Les conventions collectives peuvent aménager les règles du fractionnement, allant parfois jusqu’à remplacer les jours supplémentaires par des primes, des RTT ou supprimer ce droit. Ainsi, dans le secteur du BTP, la gestion se fait souvent via les caisses de congés payés avec des critères spécifiques, tandis que dans le secteur Syntec, les jours de fractionnement peuvent être attribués automatiquement selon l’accord en vigueur.

Vérification indispensable des clauses conventionnelles

Il est primordial pour salariés et employeurs de consulter leur convention collective ou leur accord d’entreprise, car les dispositions plus favorables à un salarié prévalent sur le Code du travail. En revanche, des suppressions négociées sont légales, à condition d’avoir été validées dans le cadre des relations sociales.

Obligations et bonnes pratiques RH pour la gestion des jours de fractionnement

Depuis les récentes évolutions législatives, la transparence et la traçabilité sont au cœur des pratiques à adopter. Les employeurs ont l’obligation d’informer chaque salarié sur ses droits, de s’assurer du respect des conditions d’octroi, et d’intégrer correctement ces jours dans les logiciels de gestion du temps.

Pour éviter les contentieux, il est conseillé d’instaurer des procédures écrites claires, de former les managers et le personnel RH, et de conserver toutes les preuves relatives aux congés prises, aux renonciations éventuelles, et aux communications avec les salariés. Ces bonnes pratiques assurent aussi une meilleure qualité administrative, limitent les erreurs de calcul et renforcent la satisfaction au travail.

  • Mettre en place un système fiable de gestion des congés, intégrant le calcul automatique des jours de fractionnement.
  • Former les équipes RH et les managers aux règles portant sur la rétroactivité et le fractionnement.
  • Informer régulièrement les salariés sur leurs droits et les démarches à suivre.
  • Archiver scrupuleusement toutes les demandes et décisions relatives aux congés et aux renonciations.
  • Prévoir une communication préventive pour anticiper les fermetures d’entreprise hors période légale.

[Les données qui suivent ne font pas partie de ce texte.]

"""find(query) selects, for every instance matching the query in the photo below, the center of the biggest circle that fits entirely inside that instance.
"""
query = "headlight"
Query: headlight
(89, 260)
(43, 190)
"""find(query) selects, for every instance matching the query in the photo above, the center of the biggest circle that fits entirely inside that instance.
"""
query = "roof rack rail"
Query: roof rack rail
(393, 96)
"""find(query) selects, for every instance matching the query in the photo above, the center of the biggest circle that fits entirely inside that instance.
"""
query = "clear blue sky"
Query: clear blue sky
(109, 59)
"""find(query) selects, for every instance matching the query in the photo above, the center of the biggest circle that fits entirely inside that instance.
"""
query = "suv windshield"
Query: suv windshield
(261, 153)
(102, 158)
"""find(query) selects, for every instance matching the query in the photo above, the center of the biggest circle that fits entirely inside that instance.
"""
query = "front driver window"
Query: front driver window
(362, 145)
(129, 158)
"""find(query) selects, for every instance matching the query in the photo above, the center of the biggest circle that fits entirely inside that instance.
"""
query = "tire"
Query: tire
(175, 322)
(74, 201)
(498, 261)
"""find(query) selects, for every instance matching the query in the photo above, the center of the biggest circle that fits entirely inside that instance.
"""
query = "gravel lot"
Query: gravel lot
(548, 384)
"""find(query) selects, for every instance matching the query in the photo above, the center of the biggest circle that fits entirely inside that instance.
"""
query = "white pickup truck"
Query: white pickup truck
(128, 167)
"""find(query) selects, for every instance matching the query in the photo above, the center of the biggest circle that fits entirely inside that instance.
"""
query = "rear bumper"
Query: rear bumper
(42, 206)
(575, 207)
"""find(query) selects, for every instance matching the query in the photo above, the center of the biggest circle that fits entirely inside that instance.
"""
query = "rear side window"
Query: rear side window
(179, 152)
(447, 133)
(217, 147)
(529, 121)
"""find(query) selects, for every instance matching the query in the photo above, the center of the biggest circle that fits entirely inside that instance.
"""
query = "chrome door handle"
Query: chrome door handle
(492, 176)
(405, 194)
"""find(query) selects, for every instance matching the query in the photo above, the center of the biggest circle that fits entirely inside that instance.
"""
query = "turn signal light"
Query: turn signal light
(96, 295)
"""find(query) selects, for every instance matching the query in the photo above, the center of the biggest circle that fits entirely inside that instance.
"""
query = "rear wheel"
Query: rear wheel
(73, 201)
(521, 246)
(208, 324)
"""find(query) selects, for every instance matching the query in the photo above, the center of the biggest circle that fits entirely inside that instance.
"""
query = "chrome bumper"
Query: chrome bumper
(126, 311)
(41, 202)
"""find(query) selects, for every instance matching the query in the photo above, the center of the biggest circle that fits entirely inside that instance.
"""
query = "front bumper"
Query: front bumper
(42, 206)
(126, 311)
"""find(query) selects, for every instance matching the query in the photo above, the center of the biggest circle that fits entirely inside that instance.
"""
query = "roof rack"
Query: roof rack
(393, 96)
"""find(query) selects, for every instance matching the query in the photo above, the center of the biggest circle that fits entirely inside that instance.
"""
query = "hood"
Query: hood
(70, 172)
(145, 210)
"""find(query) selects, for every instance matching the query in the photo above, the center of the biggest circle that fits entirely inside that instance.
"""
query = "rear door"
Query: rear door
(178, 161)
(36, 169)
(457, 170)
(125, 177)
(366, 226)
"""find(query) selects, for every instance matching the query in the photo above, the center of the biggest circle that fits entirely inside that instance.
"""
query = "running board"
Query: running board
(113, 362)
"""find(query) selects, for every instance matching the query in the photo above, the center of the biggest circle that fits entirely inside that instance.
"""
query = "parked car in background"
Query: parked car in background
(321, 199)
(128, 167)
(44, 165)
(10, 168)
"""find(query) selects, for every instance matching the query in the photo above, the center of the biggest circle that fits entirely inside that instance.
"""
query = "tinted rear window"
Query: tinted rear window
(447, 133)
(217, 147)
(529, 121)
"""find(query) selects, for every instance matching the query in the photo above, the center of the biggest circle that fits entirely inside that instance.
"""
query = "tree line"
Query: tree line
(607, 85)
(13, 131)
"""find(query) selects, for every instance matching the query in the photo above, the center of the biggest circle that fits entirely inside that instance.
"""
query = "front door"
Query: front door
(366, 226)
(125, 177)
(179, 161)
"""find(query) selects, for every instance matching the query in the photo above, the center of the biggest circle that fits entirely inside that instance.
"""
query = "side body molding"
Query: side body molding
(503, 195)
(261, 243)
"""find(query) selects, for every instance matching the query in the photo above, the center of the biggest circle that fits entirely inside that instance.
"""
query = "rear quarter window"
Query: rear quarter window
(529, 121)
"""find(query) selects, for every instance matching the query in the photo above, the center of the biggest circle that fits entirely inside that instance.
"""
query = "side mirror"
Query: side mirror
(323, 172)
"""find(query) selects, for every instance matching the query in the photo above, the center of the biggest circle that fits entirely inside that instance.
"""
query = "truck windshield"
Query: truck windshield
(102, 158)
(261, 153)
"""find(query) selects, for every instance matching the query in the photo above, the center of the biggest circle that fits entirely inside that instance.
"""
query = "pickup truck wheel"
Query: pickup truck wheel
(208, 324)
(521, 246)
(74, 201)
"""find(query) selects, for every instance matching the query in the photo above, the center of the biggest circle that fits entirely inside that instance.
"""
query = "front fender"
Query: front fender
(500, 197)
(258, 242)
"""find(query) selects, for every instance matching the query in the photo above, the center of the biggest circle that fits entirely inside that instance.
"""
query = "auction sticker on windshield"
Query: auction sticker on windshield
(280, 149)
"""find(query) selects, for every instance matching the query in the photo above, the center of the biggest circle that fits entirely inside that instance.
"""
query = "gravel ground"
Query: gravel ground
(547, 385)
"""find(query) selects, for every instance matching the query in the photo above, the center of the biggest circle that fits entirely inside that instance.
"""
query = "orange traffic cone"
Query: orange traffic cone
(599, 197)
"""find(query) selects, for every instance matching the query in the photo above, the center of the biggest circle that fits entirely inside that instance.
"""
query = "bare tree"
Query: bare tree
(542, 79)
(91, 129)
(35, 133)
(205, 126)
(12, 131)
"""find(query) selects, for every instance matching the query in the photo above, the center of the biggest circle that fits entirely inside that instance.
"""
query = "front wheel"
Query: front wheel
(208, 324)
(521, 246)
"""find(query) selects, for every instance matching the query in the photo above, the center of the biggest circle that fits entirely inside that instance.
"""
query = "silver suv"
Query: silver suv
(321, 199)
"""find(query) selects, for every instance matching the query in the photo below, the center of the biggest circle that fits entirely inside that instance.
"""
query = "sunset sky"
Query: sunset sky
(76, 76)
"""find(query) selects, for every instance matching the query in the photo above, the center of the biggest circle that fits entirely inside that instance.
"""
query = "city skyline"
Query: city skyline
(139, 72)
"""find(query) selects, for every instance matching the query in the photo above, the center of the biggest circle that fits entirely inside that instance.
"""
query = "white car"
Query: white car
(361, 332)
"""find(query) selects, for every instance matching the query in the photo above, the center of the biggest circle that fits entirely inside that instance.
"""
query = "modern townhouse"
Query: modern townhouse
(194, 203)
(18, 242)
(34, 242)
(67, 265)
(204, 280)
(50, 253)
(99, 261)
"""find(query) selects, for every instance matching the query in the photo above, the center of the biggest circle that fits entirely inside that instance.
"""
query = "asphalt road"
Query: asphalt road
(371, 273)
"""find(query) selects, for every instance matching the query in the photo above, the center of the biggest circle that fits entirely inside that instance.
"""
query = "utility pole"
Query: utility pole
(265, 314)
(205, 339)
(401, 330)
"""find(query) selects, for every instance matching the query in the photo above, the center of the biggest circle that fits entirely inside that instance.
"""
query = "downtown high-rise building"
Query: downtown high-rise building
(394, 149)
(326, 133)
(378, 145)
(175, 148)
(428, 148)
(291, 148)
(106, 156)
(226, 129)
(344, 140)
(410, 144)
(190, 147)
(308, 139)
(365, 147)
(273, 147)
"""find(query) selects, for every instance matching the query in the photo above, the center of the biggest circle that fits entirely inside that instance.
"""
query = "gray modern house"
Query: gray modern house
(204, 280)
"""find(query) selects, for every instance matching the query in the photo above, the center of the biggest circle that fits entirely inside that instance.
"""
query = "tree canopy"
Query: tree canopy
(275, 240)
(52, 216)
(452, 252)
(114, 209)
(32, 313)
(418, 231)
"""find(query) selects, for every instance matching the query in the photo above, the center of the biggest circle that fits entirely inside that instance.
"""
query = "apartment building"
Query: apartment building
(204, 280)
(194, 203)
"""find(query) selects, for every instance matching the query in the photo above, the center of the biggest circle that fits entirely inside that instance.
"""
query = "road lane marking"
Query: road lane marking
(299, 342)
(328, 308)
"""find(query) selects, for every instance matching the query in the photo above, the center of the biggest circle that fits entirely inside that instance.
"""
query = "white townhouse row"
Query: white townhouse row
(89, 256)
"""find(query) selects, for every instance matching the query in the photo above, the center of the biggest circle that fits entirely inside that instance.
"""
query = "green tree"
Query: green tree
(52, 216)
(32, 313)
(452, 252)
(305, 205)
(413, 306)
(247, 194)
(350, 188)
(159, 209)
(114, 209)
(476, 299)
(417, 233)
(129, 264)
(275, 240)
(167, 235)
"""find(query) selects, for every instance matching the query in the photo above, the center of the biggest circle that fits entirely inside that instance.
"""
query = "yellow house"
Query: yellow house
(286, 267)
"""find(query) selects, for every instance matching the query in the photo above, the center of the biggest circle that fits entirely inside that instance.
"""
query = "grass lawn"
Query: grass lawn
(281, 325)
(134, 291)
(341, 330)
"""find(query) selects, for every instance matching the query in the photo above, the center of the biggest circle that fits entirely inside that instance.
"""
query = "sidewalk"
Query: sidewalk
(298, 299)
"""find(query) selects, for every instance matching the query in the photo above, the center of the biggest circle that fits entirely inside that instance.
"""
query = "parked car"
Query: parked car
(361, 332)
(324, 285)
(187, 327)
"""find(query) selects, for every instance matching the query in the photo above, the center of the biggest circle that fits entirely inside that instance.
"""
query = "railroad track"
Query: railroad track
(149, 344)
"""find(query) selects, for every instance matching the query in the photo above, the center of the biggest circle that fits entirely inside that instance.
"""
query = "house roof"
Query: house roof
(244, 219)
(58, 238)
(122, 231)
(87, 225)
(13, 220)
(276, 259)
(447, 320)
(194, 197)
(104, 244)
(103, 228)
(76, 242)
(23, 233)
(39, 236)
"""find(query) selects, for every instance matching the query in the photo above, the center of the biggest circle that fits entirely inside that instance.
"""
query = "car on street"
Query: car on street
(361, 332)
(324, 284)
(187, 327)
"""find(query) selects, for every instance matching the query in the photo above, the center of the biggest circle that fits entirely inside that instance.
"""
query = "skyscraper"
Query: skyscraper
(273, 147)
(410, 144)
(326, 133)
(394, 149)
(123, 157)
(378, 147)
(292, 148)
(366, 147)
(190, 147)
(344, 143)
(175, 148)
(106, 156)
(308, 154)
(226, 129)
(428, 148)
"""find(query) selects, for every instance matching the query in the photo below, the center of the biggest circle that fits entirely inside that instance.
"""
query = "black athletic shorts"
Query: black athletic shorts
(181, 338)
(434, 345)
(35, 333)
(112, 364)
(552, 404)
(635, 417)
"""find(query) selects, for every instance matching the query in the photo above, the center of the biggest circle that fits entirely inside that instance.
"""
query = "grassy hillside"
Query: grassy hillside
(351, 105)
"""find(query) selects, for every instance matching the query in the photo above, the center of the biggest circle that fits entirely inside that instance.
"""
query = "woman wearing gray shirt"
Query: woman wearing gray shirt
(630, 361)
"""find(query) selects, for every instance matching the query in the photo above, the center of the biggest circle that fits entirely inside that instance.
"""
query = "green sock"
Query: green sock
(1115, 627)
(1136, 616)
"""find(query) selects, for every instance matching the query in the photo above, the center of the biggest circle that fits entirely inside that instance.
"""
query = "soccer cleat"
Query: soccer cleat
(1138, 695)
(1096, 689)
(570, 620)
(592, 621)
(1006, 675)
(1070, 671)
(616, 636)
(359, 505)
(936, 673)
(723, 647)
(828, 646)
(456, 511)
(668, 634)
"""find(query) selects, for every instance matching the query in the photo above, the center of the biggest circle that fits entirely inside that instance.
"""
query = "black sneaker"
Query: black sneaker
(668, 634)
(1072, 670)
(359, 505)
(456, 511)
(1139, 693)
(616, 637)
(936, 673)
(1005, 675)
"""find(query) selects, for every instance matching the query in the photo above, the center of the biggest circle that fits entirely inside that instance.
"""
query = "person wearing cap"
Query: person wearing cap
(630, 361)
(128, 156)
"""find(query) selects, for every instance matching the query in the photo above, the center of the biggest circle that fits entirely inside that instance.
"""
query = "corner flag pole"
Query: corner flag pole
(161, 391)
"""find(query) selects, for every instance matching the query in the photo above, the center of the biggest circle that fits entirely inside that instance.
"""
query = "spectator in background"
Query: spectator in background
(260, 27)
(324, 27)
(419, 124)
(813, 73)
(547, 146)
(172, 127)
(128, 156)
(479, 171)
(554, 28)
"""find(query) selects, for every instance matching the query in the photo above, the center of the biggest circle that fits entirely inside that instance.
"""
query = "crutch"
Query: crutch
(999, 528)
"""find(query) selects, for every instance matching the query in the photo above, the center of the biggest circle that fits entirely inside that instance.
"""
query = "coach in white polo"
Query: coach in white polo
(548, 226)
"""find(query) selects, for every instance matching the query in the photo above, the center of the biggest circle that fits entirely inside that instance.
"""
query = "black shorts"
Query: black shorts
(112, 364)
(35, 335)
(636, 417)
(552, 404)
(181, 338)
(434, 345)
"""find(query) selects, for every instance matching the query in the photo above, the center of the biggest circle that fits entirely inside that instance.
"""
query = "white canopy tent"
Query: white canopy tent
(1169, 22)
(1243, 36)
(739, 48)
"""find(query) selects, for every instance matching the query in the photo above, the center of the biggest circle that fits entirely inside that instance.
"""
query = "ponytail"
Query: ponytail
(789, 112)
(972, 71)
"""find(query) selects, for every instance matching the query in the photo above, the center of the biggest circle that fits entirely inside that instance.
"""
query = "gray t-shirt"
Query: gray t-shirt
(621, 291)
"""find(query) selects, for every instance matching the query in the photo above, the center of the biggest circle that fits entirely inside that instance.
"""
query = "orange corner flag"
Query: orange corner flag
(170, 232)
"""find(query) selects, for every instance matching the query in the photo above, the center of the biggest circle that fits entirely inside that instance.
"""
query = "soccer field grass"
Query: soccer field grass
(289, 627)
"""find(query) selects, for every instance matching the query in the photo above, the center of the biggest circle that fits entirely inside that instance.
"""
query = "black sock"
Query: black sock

Quels salariés ont droit aux jours de fractionnement ?

Tous les salariés du secteur privé ayant acquis au moins 20 jours ouvrables de congés payés, qu’ils soient en CDI, CDD, intérimaires ou apprentis, peuvent bénéficier des jours de fractionnement.

Comment calculer les jours de fractionnement ?

Le calcul se fait uniquement sur les 20 premiers jours ouvrables et prend en compte les congés pris hors période légale (1er mai – 31 octobre). Le barème légal attribue 1 jour pour 3 à 5 jours hors période et 2 jours pour 6 jours et plus.

Quel est le délai pour réclamer la rétroactivité des jours de fractionnement ?

La rétroactivité s’applique sur les trois dernières années selon l’article L3245-1 du Code du travail. Passé ce délai, le droit est prescrit sauf interruption par une procédure prud’homale.

Que faire en cas de refus de l’employeur d’attribuer les jours de fractionnement ?

Il convient d’entamer d’abord un dialogue interne, puis de solliciter le Comité social et économique. En dernier recours, le salarié peut saisir le Conseil de prud’hommes sans avocat pour les litiges inférieurs à 5 000 euros.

Peut-on renoncer aux jours de fractionnement ?

Oui, mais la renonciation doit impérativement être écrite et expresse, soit dans la demande de congé, un accord collectif, ou une clause de convention. Toute renonciation non formalisée n’est pas valable juridiquement.